E-cigarettes outperform patches and gums in a quit-smoking study

E-cigarettes outperform patches and gums in a quit-smoking study

E-cigarettes outperform patches and gums in a quit-smoking study

A new study from the New England Journal of Medicine found that e-cigarettes, when paired with "behavioural support", may be a more effective tool to quitting smoking than other nicotine replacement options.

The problem with translating drug research to a consumer product like e-cigarettes is that the strict protocols of a drug trial (all participants use a certain drug at a certain dose and interval) may not translate to products that succeed by offering a wide range of possibilities to users. And among participants who had issues with coughing and phlegm before the trial began, significantly fewer in the vaping group had those symptoms after a year.

Still, e-cigarettes don't come without health risks and experts warn against potential dangers like nicotine addiction, heart attack, and, depending on the vape flavour used, popcorn lung.

While studies like these provide strong evidence that e-cigarettes help smokers quit, success rates in the real world are apt to be higher, since smokers can choose the products that work best for them rather than being randomly assigned to one.

After a year, 18 percent of the vapers were no longer smoking, compared to 9.9 percent of the NRT users.

A total of 8.6% reported e-cigarettes as their first tobacco product, while 5.0% reported using another non-cigarette product first (3.3% reported using cigarettes first). It seems likely that using a more enjoyable product makes people more likely to stick with it, and thus less likely to relapse to smoking.

Added Weaver: "The results of this study indicate that under these conditions, e-cigarettes improved the likelihood of quitting smoking".

Between the first and final waves, the researchers determined 6.1 percent of kids who had never used a tobacco product had smoked a cigarette at least once, and 2.1 percent were current smokers.

"We know that patients are asking about e-cigarettes and many doctors haven't been sure what to say", said Dr. Nancy Rigotti, a tobacco treatment specialist at Harvard Medical School who was not involved in the study.

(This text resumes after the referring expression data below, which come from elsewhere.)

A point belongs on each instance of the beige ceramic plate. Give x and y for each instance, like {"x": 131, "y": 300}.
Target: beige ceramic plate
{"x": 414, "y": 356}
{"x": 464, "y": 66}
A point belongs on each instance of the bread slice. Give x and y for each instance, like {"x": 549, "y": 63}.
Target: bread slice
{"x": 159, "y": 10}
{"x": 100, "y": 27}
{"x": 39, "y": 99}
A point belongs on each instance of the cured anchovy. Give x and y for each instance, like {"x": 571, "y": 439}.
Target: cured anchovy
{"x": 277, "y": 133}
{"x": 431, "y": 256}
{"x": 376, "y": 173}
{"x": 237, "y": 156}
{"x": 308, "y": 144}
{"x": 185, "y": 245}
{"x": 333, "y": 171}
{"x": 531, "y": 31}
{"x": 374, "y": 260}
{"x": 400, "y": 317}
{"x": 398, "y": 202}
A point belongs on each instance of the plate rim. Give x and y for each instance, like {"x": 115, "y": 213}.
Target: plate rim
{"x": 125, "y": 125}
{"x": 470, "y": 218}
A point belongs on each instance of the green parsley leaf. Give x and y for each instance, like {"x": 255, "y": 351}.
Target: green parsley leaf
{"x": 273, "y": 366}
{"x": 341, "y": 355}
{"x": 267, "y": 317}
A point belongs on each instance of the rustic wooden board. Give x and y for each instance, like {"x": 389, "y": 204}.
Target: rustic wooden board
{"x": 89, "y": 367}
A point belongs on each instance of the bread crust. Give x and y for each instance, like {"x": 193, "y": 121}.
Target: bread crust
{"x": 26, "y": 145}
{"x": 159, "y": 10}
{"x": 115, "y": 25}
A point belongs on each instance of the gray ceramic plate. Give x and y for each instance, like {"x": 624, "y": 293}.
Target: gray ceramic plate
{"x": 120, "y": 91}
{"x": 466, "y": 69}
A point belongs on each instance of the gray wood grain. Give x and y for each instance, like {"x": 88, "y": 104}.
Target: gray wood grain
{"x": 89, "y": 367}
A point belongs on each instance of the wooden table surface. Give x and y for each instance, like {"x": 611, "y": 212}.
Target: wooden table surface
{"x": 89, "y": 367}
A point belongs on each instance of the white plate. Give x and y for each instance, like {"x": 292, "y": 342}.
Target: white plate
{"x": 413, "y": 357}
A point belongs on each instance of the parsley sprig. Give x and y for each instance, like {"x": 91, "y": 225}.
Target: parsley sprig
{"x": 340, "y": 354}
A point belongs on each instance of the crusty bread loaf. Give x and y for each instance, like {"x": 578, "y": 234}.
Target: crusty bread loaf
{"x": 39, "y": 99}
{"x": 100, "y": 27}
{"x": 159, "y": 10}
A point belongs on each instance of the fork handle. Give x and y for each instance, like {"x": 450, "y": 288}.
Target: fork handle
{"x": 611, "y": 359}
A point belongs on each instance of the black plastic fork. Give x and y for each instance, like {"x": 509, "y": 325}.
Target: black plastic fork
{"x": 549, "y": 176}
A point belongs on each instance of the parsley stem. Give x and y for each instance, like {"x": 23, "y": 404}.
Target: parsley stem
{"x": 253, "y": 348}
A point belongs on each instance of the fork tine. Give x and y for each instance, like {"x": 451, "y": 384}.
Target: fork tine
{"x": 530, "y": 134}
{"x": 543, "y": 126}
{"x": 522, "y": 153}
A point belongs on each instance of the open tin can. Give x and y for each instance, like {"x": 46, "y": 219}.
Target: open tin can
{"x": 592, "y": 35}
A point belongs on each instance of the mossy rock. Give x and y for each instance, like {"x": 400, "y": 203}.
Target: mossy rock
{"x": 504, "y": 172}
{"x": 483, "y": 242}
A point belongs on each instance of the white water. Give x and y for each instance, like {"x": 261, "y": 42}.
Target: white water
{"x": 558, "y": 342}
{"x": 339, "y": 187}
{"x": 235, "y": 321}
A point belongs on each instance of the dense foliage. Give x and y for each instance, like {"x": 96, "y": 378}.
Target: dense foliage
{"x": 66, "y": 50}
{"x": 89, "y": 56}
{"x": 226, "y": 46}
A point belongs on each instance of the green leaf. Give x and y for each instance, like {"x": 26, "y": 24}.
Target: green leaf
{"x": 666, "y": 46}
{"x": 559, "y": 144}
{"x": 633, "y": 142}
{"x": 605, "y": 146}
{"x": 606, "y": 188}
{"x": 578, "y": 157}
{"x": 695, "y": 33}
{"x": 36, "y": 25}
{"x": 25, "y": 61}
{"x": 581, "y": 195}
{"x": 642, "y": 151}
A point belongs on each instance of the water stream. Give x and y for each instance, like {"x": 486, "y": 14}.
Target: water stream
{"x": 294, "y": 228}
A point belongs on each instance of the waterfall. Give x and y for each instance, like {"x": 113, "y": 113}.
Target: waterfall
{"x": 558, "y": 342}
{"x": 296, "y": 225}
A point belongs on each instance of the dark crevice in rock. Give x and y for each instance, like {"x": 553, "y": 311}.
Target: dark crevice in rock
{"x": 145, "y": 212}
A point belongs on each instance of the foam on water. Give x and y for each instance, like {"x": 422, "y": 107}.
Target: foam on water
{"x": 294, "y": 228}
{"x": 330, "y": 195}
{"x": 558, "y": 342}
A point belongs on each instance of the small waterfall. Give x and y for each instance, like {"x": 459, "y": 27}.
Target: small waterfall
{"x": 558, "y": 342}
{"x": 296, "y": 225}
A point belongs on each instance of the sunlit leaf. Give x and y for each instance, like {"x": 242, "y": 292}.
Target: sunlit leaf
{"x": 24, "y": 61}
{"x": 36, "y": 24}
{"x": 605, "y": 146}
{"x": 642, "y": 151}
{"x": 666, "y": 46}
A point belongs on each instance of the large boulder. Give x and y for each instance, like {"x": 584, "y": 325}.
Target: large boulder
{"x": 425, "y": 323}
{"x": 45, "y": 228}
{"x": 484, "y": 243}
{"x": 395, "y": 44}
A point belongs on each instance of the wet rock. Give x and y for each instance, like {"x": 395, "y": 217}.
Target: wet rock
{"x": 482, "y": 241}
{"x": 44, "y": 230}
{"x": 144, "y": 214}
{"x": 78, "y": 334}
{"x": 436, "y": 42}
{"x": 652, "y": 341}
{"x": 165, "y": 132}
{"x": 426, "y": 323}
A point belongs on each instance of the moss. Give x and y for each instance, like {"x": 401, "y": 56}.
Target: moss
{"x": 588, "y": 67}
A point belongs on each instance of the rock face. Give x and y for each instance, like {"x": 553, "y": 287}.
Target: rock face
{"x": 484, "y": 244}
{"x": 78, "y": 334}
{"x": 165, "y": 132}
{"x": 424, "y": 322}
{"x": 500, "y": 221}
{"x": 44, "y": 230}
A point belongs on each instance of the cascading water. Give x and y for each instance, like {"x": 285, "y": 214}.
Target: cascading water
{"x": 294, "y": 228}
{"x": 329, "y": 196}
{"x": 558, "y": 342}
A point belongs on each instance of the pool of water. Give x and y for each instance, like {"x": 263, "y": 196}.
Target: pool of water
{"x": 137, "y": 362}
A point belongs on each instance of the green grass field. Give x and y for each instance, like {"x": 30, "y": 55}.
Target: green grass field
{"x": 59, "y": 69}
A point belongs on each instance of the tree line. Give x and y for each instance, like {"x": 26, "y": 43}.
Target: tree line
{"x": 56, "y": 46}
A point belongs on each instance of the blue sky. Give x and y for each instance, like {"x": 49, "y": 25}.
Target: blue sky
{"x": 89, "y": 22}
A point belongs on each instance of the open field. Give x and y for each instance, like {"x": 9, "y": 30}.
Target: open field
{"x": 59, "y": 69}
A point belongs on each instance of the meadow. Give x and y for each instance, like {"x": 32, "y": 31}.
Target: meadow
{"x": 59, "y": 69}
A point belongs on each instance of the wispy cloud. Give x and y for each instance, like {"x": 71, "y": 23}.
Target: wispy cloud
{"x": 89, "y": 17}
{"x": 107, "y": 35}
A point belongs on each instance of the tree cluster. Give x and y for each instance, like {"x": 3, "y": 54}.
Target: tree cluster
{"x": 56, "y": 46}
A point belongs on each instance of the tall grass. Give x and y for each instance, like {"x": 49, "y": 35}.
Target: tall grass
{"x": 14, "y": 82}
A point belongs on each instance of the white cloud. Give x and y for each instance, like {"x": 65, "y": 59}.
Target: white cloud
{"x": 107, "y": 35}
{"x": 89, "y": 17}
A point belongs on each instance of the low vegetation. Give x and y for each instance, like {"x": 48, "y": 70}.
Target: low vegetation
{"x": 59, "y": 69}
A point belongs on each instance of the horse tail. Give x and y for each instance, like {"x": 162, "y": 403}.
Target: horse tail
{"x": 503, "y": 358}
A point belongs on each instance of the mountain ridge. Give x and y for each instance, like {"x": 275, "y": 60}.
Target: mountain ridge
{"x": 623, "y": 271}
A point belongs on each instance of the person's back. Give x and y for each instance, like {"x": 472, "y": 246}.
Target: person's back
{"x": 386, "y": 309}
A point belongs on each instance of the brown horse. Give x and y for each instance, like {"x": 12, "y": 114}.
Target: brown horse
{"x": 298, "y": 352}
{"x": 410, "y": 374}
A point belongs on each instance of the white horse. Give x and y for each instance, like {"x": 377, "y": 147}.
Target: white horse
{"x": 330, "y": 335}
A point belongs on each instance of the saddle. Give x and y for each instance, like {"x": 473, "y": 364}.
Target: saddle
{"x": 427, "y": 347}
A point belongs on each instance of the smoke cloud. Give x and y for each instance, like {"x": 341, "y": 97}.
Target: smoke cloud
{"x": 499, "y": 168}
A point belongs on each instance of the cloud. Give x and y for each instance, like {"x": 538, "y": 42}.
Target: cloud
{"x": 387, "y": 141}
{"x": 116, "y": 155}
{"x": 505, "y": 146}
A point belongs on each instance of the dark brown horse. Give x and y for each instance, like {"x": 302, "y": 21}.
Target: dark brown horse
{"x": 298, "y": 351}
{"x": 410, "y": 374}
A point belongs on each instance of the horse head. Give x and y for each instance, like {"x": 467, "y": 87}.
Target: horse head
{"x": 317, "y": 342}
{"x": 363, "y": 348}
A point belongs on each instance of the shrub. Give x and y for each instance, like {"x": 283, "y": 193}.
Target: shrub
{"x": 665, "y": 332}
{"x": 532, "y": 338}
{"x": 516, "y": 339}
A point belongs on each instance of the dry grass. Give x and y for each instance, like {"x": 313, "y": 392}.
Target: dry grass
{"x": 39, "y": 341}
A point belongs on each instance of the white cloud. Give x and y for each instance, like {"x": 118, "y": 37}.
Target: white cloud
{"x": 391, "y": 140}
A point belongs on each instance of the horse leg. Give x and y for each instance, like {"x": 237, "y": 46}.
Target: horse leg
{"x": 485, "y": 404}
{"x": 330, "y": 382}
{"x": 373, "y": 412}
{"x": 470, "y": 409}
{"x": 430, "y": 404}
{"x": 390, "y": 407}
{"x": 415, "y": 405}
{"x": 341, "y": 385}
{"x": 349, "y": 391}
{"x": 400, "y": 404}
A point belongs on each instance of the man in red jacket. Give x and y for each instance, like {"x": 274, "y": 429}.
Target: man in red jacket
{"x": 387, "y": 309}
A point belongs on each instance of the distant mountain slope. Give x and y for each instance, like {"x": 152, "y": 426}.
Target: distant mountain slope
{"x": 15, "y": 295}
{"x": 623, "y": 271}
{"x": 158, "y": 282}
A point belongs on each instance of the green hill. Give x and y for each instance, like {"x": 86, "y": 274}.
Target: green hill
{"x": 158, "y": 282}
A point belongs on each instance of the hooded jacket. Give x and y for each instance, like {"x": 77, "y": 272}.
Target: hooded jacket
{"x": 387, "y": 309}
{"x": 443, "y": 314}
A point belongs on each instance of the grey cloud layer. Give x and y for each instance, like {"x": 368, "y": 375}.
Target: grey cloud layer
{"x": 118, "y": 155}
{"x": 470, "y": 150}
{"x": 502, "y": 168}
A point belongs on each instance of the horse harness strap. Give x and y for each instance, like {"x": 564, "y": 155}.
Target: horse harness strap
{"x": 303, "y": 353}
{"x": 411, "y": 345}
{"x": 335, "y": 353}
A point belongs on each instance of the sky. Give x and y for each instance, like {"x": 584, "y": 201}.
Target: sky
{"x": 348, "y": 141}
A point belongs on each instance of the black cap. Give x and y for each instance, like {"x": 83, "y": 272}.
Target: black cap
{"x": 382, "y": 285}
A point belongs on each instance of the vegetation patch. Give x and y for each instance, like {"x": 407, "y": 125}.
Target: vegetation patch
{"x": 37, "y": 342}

Ian Armitage was skeptical about e-cigarettes as a way to stop smoking, saying he tried vaping several years ago but gave it up after experiencing twitching and shakes from nicotine withdrawal. After all, not only are e-cigarettes helping people quit, they are 95 percent less harmful than traditional cigarettes. And even though the study participants who attempted to quit by vaping were given the choice of just one product, the results were impressive.

"You may be more likely to be offered a cigarette, and you may be more exposed to tobacco industry marketing", Stokes said.

"Vaping is a far less harmful alternative for smokers who are unable to quit and has helped millions of smokers quit overseas", ATHRA chairman, Conjoint Associate Professor Colin Mendelsohn, said.

That might not seem like a huge success rate, but it's notoriously hard to quit smoking.

In the British study group, a total of 79 smokers were enrolled in an "e-cig group" and given a refillable e-cigarette to use.

"This is great news for cigarette smokers who want to quit", said Richard Miech, from the University of MI in the United States who has studied e-cigarettes but was not involved in this trial. Those devices have largely been overtaken in the U.S.by Juul and similar devices that have prefilled nicotine cartridges, or pods. The remaining 44 smokers were given a three-month supply of any approved nicotine replacement product they wanted.

Because of the nature of the treatments, it wasn't possible to disguise from people whether they were using e-cigarettes or NRT products. Any benefit of e-cigarettes depends on the individual product and how it is used, he said.